A new study carried out by Millennium Health, an accredited specialty laboratory specializing in medication monitoring and drug testing services, has revealed that there is a significant increase in urine drug test positivity for methamphetamine, which was found alone or in combination with other substances.
The research study was published in the Journal of Addiction Medicine and analyzed two million patient specimens collected between 2014 and 2019. Specifically, the study results demonstrate that there has been a 340% nationwide increase in the probability of being positive for methamphetamine in the U.S. Moreover, the results revealed that the individuals whose urine tested positive for methamphetamine were more likely to test positive for other illicit substances, such as non-prescribed fentanyl, heroin and other opioids, with the odds of co-positivity increasing over time. In addition, the study found that urine test positivity for methamphetamines and co-positivity for other illicit substances varied according to geographical location. Furthermore, the study determined that co-positivity for additional illicit substances in addition to methamphetamine further increases risk of overdose and poor treatment outcomes.
Although the U.S. drug overdose crisis is currently largely dominated by opioids, admissions to treatment facilities and hospitalizations linked to methamphetamine use are on the rise over the last decade. In addition, overdose deaths linked to psychostimulants such as methamphetamine have also been on the rise in recent years.

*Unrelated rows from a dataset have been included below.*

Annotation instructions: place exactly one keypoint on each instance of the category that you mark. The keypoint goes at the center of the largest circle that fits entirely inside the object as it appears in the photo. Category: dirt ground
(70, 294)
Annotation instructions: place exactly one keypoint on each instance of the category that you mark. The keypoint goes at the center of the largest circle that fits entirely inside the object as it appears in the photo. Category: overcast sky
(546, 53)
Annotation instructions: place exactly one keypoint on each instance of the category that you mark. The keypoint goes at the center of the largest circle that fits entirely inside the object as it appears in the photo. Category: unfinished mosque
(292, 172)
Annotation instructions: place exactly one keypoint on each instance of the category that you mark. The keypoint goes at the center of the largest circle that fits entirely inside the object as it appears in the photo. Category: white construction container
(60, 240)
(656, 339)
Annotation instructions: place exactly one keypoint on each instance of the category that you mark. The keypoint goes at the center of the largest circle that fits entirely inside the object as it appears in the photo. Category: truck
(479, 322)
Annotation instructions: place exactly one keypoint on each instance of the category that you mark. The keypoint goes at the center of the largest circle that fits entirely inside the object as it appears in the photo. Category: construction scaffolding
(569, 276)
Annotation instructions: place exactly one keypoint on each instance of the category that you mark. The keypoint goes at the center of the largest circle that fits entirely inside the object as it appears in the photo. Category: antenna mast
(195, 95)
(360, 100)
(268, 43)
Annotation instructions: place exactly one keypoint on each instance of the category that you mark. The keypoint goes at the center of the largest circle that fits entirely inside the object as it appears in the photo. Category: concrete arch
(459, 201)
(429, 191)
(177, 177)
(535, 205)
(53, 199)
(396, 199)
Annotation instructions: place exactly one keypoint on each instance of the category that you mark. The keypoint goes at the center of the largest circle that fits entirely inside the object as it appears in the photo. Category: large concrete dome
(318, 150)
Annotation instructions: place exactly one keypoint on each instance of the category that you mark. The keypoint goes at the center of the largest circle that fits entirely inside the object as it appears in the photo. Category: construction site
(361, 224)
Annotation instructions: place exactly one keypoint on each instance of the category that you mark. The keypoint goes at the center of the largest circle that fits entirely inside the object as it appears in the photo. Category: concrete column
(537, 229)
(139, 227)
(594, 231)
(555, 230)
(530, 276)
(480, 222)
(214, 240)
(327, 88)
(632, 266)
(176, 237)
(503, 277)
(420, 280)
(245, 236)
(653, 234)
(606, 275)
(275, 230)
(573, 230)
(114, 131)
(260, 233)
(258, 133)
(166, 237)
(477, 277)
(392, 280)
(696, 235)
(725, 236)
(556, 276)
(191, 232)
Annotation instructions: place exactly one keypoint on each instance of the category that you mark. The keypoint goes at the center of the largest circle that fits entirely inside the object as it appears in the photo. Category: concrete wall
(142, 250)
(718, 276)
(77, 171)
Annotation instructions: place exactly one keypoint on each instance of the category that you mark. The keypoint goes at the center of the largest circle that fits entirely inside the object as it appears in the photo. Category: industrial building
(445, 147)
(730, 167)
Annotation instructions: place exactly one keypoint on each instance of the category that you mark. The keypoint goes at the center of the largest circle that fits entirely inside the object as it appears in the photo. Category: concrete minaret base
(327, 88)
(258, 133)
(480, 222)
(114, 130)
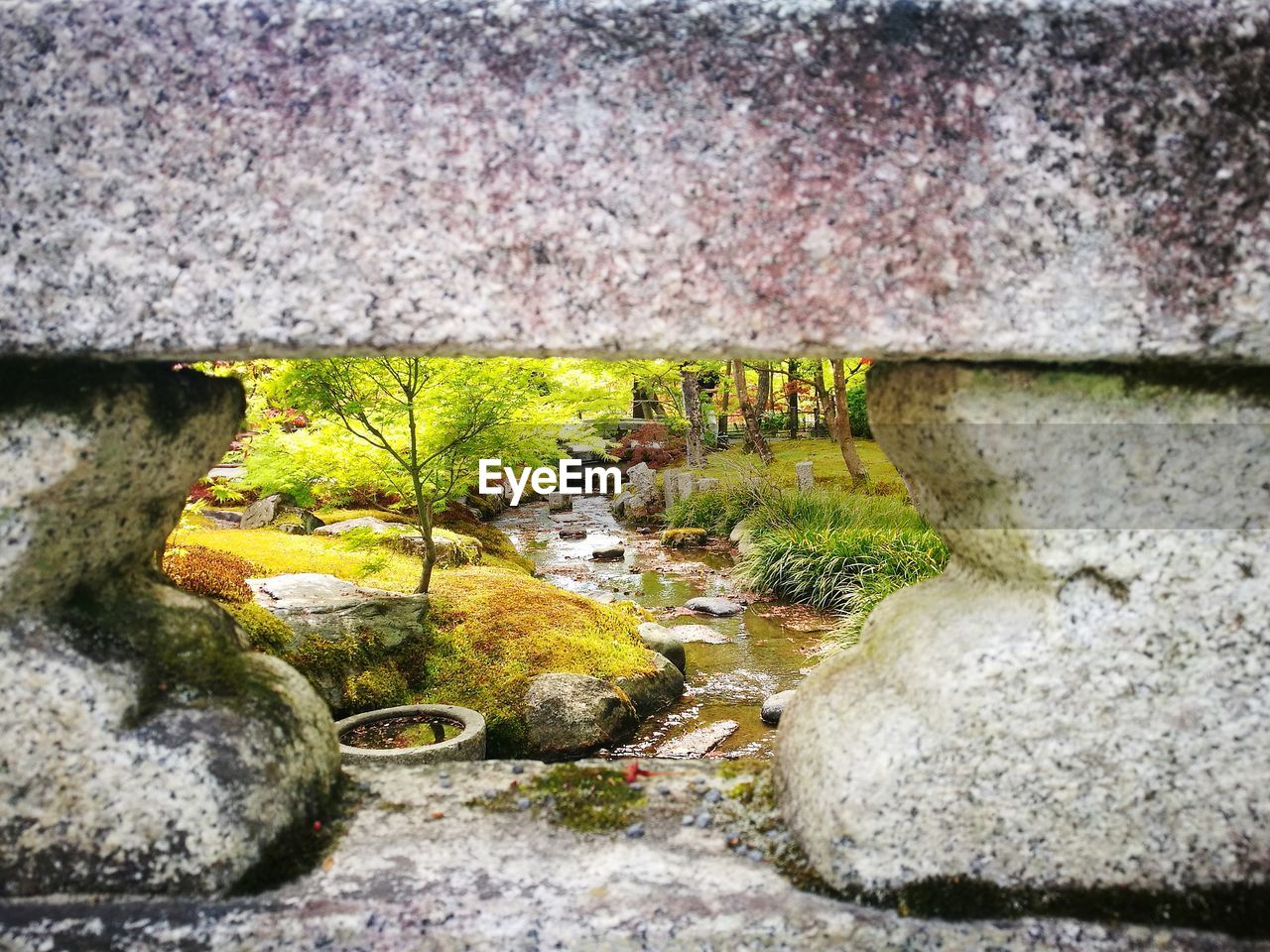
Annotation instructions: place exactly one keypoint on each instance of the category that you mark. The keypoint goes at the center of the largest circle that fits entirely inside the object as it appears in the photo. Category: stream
(770, 647)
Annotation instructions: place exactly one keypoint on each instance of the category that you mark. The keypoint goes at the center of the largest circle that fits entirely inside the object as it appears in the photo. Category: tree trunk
(747, 412)
(765, 388)
(858, 475)
(826, 398)
(792, 398)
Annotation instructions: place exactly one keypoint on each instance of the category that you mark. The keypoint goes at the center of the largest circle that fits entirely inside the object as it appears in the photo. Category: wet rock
(717, 607)
(699, 742)
(570, 715)
(656, 690)
(698, 634)
(658, 638)
(775, 706)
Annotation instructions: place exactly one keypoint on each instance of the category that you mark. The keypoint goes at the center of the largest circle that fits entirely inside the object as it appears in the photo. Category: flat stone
(570, 715)
(775, 706)
(699, 740)
(689, 634)
(717, 607)
(490, 881)
(1028, 255)
(662, 640)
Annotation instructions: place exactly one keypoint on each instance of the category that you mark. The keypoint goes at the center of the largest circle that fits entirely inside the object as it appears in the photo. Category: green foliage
(857, 411)
(838, 552)
(206, 571)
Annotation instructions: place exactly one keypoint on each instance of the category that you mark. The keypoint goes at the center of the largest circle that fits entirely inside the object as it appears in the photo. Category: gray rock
(698, 742)
(261, 513)
(657, 690)
(662, 640)
(804, 475)
(570, 715)
(168, 757)
(690, 634)
(717, 607)
(775, 706)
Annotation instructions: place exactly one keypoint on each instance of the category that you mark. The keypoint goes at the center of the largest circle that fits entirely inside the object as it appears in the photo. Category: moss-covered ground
(494, 626)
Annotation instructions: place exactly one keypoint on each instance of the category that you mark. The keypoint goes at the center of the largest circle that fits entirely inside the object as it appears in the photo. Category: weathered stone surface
(568, 715)
(662, 640)
(711, 604)
(775, 706)
(689, 634)
(1092, 664)
(699, 740)
(261, 513)
(327, 608)
(982, 191)
(145, 749)
(804, 475)
(653, 692)
(400, 879)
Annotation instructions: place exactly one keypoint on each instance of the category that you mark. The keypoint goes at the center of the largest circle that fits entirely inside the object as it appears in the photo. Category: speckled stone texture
(421, 869)
(1080, 698)
(1038, 178)
(145, 749)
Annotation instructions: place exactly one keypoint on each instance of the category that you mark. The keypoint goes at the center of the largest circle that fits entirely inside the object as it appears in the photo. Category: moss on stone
(581, 798)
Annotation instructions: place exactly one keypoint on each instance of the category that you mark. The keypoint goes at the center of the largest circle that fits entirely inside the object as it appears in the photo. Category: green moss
(581, 798)
(264, 631)
(684, 538)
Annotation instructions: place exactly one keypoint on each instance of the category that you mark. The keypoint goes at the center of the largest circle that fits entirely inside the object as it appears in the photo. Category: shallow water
(724, 682)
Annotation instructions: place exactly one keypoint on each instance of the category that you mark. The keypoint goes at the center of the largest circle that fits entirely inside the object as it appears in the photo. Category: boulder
(262, 512)
(717, 607)
(699, 742)
(656, 690)
(775, 706)
(688, 634)
(571, 715)
(684, 538)
(324, 611)
(659, 639)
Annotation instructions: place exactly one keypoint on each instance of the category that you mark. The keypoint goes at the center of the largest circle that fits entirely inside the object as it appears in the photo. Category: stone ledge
(399, 879)
(1065, 179)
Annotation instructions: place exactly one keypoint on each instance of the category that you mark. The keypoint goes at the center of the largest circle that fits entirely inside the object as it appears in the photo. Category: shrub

“There are many reasons why this data is so alarming, including the fact that there is no antidote for methamphetamine overdose and no FDA-approved medications indicated for the treatment of methamphetamine use disorder,” said Leah LaRue, the study’s lead author and Director of Scientific Communications at Millenium Health. “Methamphetamine use can have severe consequences, some of which may last for years. Additionally, the combination of methamphetamine with other substances increases the risk of poor health outcomes, including overdose,” she added.
According to the study authors, the results of the study point to rising positivity rates of methamphetamine across the U.S. and the need to for patient evaluation for polysubstance use to create custom treatment plans, as well as to adjust existing treatment plans. The study suggests that the increasing combination of methamphetamine and opioids may require public health education and increased overdose prevention efforts that may not have previously reached non-opioid users. The study authors also suggest that identifying trends in definitive methamphetamine urine tests results can identify geographical areas that have been most affected by the methamphetamine use crisis and to improve treatment and prevention strategies.